More evidence to support this can be found in the Josh Bersin Academy pandemic response study published last fall, which identified the top ten practices for business resilience. Number two was the most highly correlated of all: aggressively listening to the workforce to define return to work plans.
Employees Are a Trusted Source of Information
Years ago when it came to employee listening, the task was often left to the head of employee engagement. These individuals were frequently psychologists, academics, or statisticians leading large projects that could run for months, but not yield any meaningful results linked to business outcomes.
Today, executive leaders need more timely and comprehensive information. For HR professionals and line-of-business executives alike, employees are one of the most trusted sources of information. Employees spend large portions of their lives with your company and are heavily invested in making sure it succeeds. So when they see a problem or submit a complaint, they are often doing so because they want to see the company improve. The ability to listen to employees is one of the most strategic things a leader can do. To do so successfully, they must design a listening strategy, collect information from multiple channels and sources, and put it into action.
The Expanded Mission of Listening is Complex
Given the complex nature of today’s workplace, there is a wide range of topics that modern employee engagement strategies must encompass. This has challenged many organizations to pivot away from a one-time survey in favor of a smaller, more frequent listening model that enables them to get information quickly, correlate it, identify the outliers, and communicate the results to develop an action plan. In many ways, this has defined the new role of a resilient, data-driven HR organization.

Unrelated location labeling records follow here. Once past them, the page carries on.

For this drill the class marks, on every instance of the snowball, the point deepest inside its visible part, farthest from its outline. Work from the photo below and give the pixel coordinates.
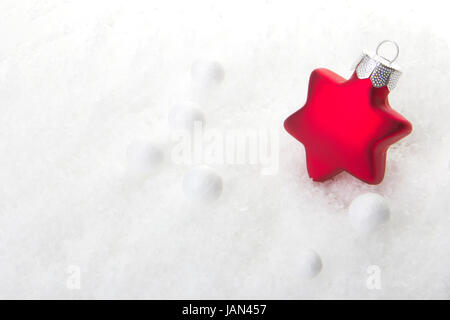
(207, 73)
(310, 264)
(144, 158)
(368, 211)
(202, 184)
(184, 116)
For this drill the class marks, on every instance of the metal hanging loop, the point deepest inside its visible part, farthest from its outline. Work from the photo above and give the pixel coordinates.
(396, 48)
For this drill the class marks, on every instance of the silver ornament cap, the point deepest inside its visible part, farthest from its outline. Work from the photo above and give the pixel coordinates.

Figure 3. Wide Range of Employee Experience Issues
Considerations for Listening at Scale
As most People Analytics practitioners know, there are many available data sources and survey approaches, including annual surveys, pulse surveys, performance reviews, onboarding and exit surveys, and more.
However, a key component to listening at scale is leveraging the right technology tools in order to act quickly, ensure data integrity and more deeply understand business needs.

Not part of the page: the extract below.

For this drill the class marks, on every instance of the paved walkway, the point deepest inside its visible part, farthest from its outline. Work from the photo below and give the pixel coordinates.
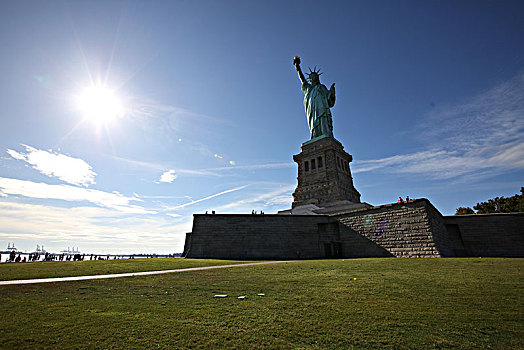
(130, 274)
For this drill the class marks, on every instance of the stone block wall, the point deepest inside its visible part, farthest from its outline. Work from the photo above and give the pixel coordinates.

As you approach listening at scale and consider your technology support options, keep these key considerations in mind:
- Collecting information. What information are you collecting? Are you designing for multiple employee roles, country populations, and cultures? How are you collecting the data, and through what channels? How important are speed and the ability to iterate content quickly?
- Analyzing information. How will you assess and correlate specific trends and insights, such as demographic differences? How will you analyze themes emerging from survey comments?

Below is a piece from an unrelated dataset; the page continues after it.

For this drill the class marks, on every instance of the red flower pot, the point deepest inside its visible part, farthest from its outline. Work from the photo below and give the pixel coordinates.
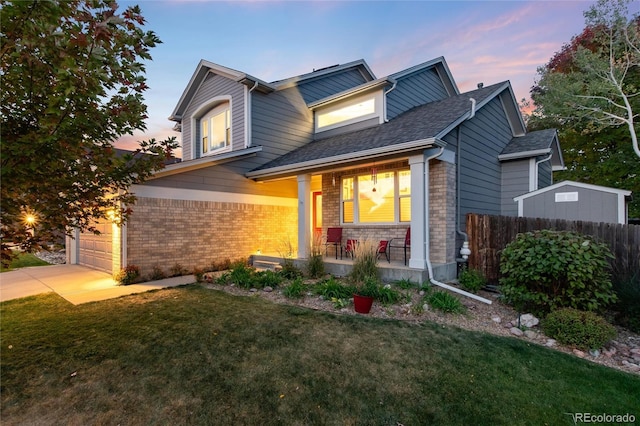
(362, 304)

- Distributing insights and taking action. How will you share and distribute the resulting information to company stakeholders? Are visual dashboards and other graphical data elements important? What about different views of the data for specific managers or business units?
Figure 4. Listening at Scale
An effective employee listening strategy, and the ability to implement and execute that strategy at scale, is fast-becoming an enterprise level capability. It’s time to think beyond the annual employee engagement survey, and realize the depth and breadth of data available to positively impact both talent and business outcomes.